Friday, 7 August 2015

A WRINGING WET NORMA by Cecilia Bartoli.

In the new Mayr Clinic at Althausee which has many bonuses, not only the dishy doctors, the views, the lake, the peace and solitude, I am here with one of my oldest friends. Losing weight is so pleasurable that I could never leave. It reminds me of Thomas Mann's book Magic Mountain, where people arrive year after year, to get better but are actually addicted to being watched medically and mentally.
As the deal on my house falls through I remain calm. Alan Russell from Russell Simpson was intelligent and helpful as always. Despite the buyer having four surveys, one which was an X-ray proving there was little wrong, he took up all our time this Summer. Property in Chelsea is cheaper that the rest of London which is surprising because it is the best place I have ever lived in London. People proclaim Mayfair to be good, I prefer the character of the houses there.  Thank goodness I am here amongst the pine and nothing hassles me. The man buying it thinks I am a fool, that I can be bullied.  I have news for him. I won't give in. As the agents ring and nag me, some persuading me to take less, I am reminded by financial experts I have only lost money if I sell. I love my beautiful house in Chelsea overlooking the river. It has wonderful neighbours and a sense of peace.
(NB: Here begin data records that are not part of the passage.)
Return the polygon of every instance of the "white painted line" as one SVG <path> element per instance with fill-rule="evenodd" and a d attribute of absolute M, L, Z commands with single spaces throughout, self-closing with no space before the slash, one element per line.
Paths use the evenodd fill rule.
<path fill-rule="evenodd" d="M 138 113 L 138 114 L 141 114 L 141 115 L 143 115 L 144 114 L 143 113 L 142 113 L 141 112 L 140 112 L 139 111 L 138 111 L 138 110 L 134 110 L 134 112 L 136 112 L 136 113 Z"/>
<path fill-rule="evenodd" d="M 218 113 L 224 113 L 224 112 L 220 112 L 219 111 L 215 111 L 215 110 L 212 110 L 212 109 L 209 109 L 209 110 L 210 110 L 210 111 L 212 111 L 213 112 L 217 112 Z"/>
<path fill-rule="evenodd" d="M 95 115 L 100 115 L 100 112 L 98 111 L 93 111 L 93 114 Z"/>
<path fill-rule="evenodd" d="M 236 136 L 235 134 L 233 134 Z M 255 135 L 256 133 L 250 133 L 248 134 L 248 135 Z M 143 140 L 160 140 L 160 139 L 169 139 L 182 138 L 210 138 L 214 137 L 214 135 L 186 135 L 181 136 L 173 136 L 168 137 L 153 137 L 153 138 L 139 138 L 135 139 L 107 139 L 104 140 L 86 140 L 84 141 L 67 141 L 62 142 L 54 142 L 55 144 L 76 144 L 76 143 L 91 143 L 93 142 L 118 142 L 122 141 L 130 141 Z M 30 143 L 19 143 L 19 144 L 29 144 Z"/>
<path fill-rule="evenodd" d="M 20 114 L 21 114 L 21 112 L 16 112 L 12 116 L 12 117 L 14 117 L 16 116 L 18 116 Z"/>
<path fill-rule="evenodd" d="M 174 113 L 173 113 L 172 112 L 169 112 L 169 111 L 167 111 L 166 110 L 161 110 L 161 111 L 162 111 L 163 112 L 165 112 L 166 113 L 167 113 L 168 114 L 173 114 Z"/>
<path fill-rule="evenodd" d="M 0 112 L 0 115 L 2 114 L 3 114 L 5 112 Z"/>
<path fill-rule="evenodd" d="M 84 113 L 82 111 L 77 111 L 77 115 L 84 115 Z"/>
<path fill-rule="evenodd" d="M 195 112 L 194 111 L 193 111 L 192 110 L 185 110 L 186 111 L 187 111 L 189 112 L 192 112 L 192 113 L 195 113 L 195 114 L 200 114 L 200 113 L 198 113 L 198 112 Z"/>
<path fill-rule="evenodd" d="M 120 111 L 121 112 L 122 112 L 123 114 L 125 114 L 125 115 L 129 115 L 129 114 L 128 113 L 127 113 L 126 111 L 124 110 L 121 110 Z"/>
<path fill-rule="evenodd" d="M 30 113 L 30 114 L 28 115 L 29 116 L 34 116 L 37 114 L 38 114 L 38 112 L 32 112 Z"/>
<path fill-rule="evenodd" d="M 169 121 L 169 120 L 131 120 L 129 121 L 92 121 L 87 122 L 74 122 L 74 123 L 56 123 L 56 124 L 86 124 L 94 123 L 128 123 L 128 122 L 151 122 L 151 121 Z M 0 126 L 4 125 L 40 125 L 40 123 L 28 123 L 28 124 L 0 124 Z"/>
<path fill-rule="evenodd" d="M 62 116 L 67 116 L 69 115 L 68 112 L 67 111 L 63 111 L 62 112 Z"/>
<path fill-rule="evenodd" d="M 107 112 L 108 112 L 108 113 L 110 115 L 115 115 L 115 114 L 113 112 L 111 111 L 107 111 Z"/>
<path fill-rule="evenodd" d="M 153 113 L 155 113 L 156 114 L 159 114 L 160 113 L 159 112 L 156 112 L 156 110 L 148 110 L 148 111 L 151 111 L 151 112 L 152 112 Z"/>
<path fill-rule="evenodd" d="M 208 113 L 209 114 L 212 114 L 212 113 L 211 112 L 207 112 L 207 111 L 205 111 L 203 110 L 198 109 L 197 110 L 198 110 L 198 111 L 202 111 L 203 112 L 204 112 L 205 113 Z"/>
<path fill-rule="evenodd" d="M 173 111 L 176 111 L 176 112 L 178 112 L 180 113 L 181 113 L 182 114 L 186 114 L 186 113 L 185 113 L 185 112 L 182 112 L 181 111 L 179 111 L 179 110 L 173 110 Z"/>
Last night I went to see the award winning Cecilia Bartoli in a wringing wet performance of Norma which is part of the Salzburg Festival this year. I read in the brochure before the performance, saying that it was difficult to make a balance between Romanticism and Classicism and that this performance was based in France whilst it was under  Nazis occupation, because Bellini had written it the year he was under occupation from Hungary. I have a problem with this because the story did not fit. I love this opera and it is one of my favourites. I just like the Aristocratic authentic version of Maria Callas's more. She was Noble, a Queen amongst her subjects. Cecilia's was touchingly ordinary, tearful and simply the woeful moanings of what looked like a washer woman, in this famous Austrian Theatre. Yet Cecilia had brilliance. She had passion, she did look downtrodden and believable as her husband takes another woman. Of course Maria Callas was darker and grander, with elegance she stands above the rest of the world, but boy Cecilia gave it her all. I personally did not like the set, as I like Grand Opera, and opera set in the places it was originally written for. However, I was moved by the realness and at moments cried along with Norma, as she wept like an hysterical woman for the loss of her husband and the distress of the betrayal of one of her subjects. I do not like the look of opera done on a budget, this had no visual appeal. However , this could be stupid of me as the performances all round, especially by Rebeca Alvera, were excellent.
If you can forget Maria Callas for one night, try to get a ticket for this. Beg for one, do anything for one, because there are moments which are totally exceptional and stunningly beautiful as long as you have no memory.
For me there is only one singer that could do this part given the chance and that is Sofia Dimitrova. However politics and lack of opportunity inhibit chances given to newer singers. If only I was married to a man who enjoyed  philanthropy, his millions would fly out the window on productions and new ideas.


Now on a World Wide trip I shall have to forget the tranquility of the Althausee, the place that Hitler once hid the stolen art collections of the Jews. I shall now enter other worlds.